Fear could be a healthy reaction in animals and human when well founded. When unrealistic, it is called anxiety and considered pathological. This state of social anxiety is used by our politicians and corporations for extortion or to herd us to obedience, or consumption.

However, the world has changed and you can't rule people by fear anymore. The Arab Spring proves this. Fear is the worst of motives to which only the weakest of leaders resort. Now, more than ever, we need hope. We need visionary leaders who show the way forward and turn our attention to the basic values of life, to love and peace, friendship and mutual assistance, to equality and tolerance.

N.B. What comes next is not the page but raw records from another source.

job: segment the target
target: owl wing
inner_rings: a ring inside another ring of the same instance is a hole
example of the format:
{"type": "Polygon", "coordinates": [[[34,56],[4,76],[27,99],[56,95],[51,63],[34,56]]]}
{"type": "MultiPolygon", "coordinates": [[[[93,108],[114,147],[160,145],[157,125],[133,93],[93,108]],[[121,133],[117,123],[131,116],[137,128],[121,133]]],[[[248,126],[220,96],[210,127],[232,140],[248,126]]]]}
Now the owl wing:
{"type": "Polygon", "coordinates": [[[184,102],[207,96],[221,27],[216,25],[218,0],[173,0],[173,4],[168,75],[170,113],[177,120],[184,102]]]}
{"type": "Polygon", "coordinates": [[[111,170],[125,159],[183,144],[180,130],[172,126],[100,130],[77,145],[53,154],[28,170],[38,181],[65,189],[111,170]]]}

Today we are all being frightened by the threat of a financial crisis. Our leaders and politicians repeat on daily basis that the situation is grave. Greece is going bankrupt. The euro may fall and the apples will dry on the trees. The masses will become unemployed and anarchy may erupt.

Well, the Greek economy is only 2% of the Eurozone. If we translate Greece into "American", it would be Louisiana. The state of Louisiana is defaulting even worse than Greece, yet there is no talk of the dollar falling. Attention: speculators at work!

Interestingly, one of the reasons Greece is defaulting is also fear. The Greek military spending is one of the highest in the world. The country spent over 10 bn euros on its armed forces in 2010 and was ranked the 3rd as the largest arms purchaser in the world in 2004. Funny enough, Turkey, the country against which Greece is arming itself, was one of the first to give financial assistance to the troubled country.

Well, Greece has given Europe many good things too. One of them is the great writer Nikos Kazantzakis. The epitaph on his grave at Heraklion reads: "I want nothing. I fear nothing. I am free."

Lucky the one, who can achieve this while alive.